L'enherbement des vignes
Dans la série « La vigne pour les Nuls, explique moi tout mon Tintin » : L’enherbement
L’enherbement, voila bien un mot curieux pour le profane. Il faut le reconnaitre, au tout début de mon apprentissage du vin, je me suis de nombreuses fois posé la question: pourquoi y a t-il de l’herbe entre les vignes, ou des graminées ou du grand n’importe quoi avec plein de fleurs des champs, de l’herbe et toute sorte de plantes ? Et pourquoi dans certaines vignes, les inter-rangs ressemblent t-ils au désert du Nevada ? Et pourquoi sur un même terroir, certains viticulteurs laissent ils l’herbe pousser et d’autres non ? Les terroirs de galets roulés de Chateauneuf sont ils moins bons que les sols lourds de Pomerol parce qu’il n’y a pas d’herbe ? hein ? Qu’est ce que tu en dis mon Tintin ?
Je vais tâcher de répondre à cette question existentielle et de manière simple.
Préliminaire:
L’enherbement est souvent un choix pour mettre en œuvre une culture bio ou raisonnée ; il peut aussi être un « choix » imposé… manque de personnel, de moyens, de courage, de temps. Il y a peu de temps, un vigneron bien connu m’a dit: ‘Je n’ai jamais vu un pommier ne pas donner de pommes parce qu’il y avait de l’herbe aux pieds ».
C’est juste… aussi longtemps que la conduite de la vigne n’est pas dictée par une notion de rendements élevés et de vins bon marché. L’enherbement, il faut le savoir, à un cout et de nombreuses conséquences sur la vigne.
Définition: L’enherbement consiste à maintenir un couvert végétal entre les rangs de vignes (inter-rangs); ce couvert peut être permanent ou temporaire, implanté ou non sur tous les rangs, provoqué, entretenu et/ou subi.

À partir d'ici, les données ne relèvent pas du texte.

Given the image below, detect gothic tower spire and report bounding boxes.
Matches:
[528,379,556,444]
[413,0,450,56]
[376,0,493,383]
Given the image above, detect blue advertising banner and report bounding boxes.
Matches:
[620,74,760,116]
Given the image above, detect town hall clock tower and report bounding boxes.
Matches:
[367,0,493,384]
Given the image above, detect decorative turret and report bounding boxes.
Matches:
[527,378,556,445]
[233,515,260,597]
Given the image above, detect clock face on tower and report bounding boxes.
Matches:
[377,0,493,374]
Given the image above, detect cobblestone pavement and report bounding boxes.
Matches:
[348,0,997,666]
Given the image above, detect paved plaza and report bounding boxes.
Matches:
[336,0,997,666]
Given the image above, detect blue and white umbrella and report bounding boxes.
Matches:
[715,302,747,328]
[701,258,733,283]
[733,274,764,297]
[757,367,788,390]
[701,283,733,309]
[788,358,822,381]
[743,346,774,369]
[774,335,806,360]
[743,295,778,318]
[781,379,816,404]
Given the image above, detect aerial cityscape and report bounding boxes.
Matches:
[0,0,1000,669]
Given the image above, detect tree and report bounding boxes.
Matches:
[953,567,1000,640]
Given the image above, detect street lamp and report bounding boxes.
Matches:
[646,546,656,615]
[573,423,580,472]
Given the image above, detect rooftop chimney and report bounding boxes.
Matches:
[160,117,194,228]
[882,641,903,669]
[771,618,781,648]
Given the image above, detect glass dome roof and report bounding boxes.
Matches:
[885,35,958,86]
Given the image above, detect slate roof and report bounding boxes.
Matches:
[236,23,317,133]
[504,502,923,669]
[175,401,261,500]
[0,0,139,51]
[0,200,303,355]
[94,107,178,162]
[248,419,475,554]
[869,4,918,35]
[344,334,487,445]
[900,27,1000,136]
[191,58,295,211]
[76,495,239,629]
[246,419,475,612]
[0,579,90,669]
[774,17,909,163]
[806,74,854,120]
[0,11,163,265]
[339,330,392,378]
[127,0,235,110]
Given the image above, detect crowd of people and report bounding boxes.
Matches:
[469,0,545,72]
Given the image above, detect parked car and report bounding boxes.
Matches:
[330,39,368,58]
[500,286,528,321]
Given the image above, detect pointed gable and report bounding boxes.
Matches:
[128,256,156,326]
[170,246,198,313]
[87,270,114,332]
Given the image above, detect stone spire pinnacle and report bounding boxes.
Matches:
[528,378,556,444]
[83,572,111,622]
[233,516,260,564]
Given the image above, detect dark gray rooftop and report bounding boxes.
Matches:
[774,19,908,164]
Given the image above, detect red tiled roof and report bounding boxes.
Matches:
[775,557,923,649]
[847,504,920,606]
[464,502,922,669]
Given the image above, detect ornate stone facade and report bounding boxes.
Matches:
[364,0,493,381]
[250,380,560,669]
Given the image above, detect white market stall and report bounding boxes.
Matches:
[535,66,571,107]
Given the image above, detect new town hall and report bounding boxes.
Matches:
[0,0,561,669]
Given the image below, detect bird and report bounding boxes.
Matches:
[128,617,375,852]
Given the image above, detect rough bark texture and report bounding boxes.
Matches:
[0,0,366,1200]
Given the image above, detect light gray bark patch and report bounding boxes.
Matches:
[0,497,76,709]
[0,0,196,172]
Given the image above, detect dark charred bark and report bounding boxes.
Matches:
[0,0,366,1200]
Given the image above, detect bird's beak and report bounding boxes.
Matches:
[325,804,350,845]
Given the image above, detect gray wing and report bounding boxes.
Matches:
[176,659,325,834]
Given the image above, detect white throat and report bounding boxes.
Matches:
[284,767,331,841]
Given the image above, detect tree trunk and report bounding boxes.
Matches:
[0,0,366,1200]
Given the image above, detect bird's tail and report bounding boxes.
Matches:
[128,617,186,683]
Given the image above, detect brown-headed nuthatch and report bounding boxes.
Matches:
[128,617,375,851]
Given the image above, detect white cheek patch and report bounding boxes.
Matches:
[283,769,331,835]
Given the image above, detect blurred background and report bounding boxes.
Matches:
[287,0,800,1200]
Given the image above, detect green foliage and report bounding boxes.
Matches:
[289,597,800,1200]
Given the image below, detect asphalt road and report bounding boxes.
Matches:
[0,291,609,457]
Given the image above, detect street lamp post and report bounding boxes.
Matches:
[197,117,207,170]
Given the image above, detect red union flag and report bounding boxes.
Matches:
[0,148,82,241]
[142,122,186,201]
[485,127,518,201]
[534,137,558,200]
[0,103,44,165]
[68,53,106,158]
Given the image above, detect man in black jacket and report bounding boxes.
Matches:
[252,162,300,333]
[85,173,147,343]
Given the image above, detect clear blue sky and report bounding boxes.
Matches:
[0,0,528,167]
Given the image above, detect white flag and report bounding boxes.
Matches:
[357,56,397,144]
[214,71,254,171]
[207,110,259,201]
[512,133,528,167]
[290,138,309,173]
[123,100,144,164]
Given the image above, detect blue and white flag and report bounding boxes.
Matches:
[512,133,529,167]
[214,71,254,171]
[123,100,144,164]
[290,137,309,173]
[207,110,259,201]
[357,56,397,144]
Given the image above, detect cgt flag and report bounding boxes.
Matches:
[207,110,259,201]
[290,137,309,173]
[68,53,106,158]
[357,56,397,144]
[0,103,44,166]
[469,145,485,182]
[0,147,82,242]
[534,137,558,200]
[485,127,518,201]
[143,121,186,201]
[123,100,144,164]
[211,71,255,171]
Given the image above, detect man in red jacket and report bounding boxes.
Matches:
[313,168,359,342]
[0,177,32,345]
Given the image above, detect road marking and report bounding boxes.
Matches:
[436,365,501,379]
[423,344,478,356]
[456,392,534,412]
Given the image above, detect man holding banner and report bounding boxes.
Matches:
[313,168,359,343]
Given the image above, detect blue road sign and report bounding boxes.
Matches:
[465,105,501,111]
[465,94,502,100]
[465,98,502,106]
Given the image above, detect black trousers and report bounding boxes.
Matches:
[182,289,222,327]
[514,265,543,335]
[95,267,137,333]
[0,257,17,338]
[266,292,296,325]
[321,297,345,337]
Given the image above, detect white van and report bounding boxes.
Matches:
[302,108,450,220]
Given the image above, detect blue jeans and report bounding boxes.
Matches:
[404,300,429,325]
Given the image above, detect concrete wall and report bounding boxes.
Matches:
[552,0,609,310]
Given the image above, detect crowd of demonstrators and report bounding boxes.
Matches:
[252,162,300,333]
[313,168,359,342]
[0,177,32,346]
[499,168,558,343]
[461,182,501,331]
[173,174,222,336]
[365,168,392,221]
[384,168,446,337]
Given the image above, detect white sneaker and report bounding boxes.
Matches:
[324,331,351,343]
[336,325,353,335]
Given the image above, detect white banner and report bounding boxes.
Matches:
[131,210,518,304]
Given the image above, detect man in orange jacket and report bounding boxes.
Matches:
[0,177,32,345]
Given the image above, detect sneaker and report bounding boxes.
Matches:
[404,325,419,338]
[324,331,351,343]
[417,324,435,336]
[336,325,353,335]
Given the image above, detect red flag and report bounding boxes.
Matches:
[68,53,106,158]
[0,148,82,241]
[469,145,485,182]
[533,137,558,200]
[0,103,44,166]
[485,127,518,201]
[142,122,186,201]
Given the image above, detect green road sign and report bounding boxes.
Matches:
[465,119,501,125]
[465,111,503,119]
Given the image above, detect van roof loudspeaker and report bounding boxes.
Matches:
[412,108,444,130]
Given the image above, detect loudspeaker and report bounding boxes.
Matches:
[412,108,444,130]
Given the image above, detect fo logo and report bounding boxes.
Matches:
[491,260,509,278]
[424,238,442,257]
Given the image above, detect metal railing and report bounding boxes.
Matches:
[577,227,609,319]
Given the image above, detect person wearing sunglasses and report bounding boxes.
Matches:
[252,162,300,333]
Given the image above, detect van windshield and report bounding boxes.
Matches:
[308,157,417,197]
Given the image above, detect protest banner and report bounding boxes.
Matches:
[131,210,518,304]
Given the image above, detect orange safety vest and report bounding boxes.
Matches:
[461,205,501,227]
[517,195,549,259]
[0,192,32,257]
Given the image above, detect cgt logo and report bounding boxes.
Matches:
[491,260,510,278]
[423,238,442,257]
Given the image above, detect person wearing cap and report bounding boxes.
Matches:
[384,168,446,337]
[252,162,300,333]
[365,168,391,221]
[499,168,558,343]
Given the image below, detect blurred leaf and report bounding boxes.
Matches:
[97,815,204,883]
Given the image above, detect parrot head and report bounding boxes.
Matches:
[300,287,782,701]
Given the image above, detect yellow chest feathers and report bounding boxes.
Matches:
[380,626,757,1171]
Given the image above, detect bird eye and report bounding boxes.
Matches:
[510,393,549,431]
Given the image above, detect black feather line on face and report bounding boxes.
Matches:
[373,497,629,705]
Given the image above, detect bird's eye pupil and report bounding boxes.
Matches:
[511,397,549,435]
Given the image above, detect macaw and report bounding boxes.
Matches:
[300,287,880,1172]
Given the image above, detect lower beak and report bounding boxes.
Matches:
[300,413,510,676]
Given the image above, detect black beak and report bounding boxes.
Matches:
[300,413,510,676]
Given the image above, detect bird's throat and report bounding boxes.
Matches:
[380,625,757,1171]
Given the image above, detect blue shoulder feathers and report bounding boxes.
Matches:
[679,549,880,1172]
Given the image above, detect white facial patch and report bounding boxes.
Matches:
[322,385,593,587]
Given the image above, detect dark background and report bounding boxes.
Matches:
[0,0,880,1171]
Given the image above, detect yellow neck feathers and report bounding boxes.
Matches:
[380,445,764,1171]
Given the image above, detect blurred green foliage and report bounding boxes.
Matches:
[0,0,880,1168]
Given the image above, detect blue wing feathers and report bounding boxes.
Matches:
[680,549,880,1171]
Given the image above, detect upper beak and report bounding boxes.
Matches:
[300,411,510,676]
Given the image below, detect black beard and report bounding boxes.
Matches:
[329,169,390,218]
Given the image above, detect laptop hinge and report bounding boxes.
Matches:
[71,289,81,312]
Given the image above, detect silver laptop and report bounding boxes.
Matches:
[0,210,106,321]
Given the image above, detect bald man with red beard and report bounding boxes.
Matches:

1 inter-rang sur 2, enherbement volontaire contrôlé
Structure du sol, contrôle de la vigueur et du rendement de la vigne:
avantages et inconvénients de l’enherbement.1 >L’enherbement assure une protection du milieu (à l’heure de l’écologie, c’est plutôt pas mal); il permet effectivement d’assurer une bonne portance des sols et entraine de facto l’arrêt de l’usage de désherbants chimiques (bah oui, sinon l’herbe elle ne pousse plus..).
2 > la présence d’un système racinaire entre les rangs de vigne apporte de la matière organique: un écosystème favorable au développement de la faune et de la flore se met en place (vers de terre, souris, canard colvert, sauterelles, pigeons ramier sur lit de foie gras, coccinelles, abeilles, marmottes et autres petites bêtes à poils – des erreurs se sont glissées dans cette énumération, à vous de les retrouver)
3 > La mise en concurrence de la vigne avec le couvert végétal, principalement dans l’inter-rang et sur la profondeur de terrain colonisé par les racines dudit couvert, est notable. La vigne est donc « obligée » de s’établir plus en profondeur. Des études sérieuses ont montré que lorsque la vigne est en compétition et que le terrain le permet (absence de roche mère ou autres roches quasi impénétrables), le système racinaire de la vigne s’implante alors en profondeur. Si au contraire la vigne ne peut se développer en profondeur (ou très peu), le nombre de racines de la vigne se voit fortement réduit d’où une baisse plus ou moins drastique et permanente des rendements.
++ Cet effet est systématique, l’enherbement réduit la vigueur de la vigne et le poids des bois de taille (et donc la production).
++ Il réduit également les rendements avec un nombre de grappes par pied et/ou un poids moyen par grappe inférieur à une parcelle désherbée.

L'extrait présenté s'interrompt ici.